As the years went by, gangs came and went in the Five Points area. The Civil War was the biggest destroyer of the original Five Points gangs, since many of the hooligans were drafted into the war down south. Some came back maimed. Some came back not at all.
The rest of Asbury's book details every gang and crook that prowled New York City, until m1928. We meet such unlikable chaps as Monk Eastman and his Jewish Gang, Owney Madden and his Irish Hudson Dusters, and Paul Kelly (Paulo Vaccarelli ) and his Italian Five Pointers.
If you want to get down and dirty, reading about the lives of men so despicable they were hung weekly in the courtyard of the city prison called Tombs, The Gangs of New York is the book for you.
[...]
[...] - Herbert Asbury has developed in this book a delightfully readable (and read-out-loudable) history of the dark underbelly of New York City--the picaresque and downright nasty underground of gambling tongs, gang warfare and thorough political corruption.

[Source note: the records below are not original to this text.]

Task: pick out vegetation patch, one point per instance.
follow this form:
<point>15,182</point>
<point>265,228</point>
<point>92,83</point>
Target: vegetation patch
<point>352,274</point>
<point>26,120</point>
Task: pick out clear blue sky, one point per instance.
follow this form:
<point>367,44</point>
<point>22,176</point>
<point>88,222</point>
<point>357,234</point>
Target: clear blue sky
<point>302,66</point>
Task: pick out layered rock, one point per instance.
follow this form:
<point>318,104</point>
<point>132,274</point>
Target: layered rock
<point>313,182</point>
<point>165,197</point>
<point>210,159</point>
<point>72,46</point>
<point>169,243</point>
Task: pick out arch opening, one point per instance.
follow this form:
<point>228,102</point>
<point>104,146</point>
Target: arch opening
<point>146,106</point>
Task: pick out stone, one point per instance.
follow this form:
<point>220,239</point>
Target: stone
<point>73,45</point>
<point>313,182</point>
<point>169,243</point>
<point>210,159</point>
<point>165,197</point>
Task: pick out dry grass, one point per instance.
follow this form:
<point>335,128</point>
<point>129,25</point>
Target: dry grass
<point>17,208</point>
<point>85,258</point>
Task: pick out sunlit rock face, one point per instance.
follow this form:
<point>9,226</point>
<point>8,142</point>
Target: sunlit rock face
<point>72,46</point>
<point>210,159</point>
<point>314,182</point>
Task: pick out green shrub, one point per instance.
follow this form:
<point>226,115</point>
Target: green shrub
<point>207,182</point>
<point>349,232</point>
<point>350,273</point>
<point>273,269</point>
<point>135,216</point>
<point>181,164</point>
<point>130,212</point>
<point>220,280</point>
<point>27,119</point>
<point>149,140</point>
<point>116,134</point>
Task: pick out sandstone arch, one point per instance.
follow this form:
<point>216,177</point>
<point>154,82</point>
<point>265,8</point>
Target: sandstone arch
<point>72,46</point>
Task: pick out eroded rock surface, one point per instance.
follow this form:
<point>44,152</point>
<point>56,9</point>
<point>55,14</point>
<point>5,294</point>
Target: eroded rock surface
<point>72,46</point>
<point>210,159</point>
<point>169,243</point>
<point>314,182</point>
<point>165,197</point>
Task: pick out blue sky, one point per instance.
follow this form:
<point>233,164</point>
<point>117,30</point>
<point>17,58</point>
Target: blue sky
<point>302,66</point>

I of course came to this book only recently, after having seen the Scorsese film of the same name. It is in fact quite wonderful to see the liberties Scorsese took to make a challenging film and not just a recapping of this oral-style history. Familiar names and events and places appear in the mist, but in a whole new context. This book will let you know that the incredible Scorsese movie merely scratches the surface of the NYC underworld from the Civil War era to the start of the 20th dentury, if this book is to be believed.
It is this last point that gives me some pause about this book. As I said before, this book is eminently readable and enjoyable. The webs of rivalry and alliance, of rumbles that go on for hours, riots that go on for days, tales of violence and retribution and a host of characters whose corruption and indulgence o'ershadow even the prohibition days of Chicago. Asbury freely admits when some of his tales are mere folklore, stories that criminals pass along to each other as legends, drastically overexaggerrated to confer the level of respect of awe that a gang leader or significant change of the balance of power has earned.
But sometimes it's hard to believe the level of reliable research that could have gone into so many other ta1es. The histories of particular criminals are detailed down to their dismemberment by cannon fire in the Civil War, or their miserable ends to cowardly ambush or the breaking of spirits after a particularly bad loss of business or to a mightier opponent, or to their incarceration, and the mug shots are wonderfully stylish, but it is hard to stomach easily the thoroughness of the information, unless Asbury was a devotee of the Five Corners and other such areas of ill-repute in its heyday. No doubt there was prodigious information provided by police records and other data, but perhaps this is a book to be taken more as a work of social anthropology than history--an examination of the underworld culture of NYC in this time period rather than a necessarily accurate historical document. One part bragging, another part horror, and a wonderful gaze at the debaucheries of the ale houses and gambling establishments down Asbury's nose in a way that seems sometimes sincere, sometimes a little over the top for the sake of appearances, this book is worth the read, especially to spread stories to others...just don't accept it readily as 'fact.' - A comprehensive history of 19th century immigrant and nativist gangs in New York City. Written by a man who was able to directly interview many of the people he wrote about. After 100 years this book is still relevant. Do not confuse this with the Scorsese film which dramatizes maybe one chapter of this book. Asbury is an important source for understanding the roots of gangs in America.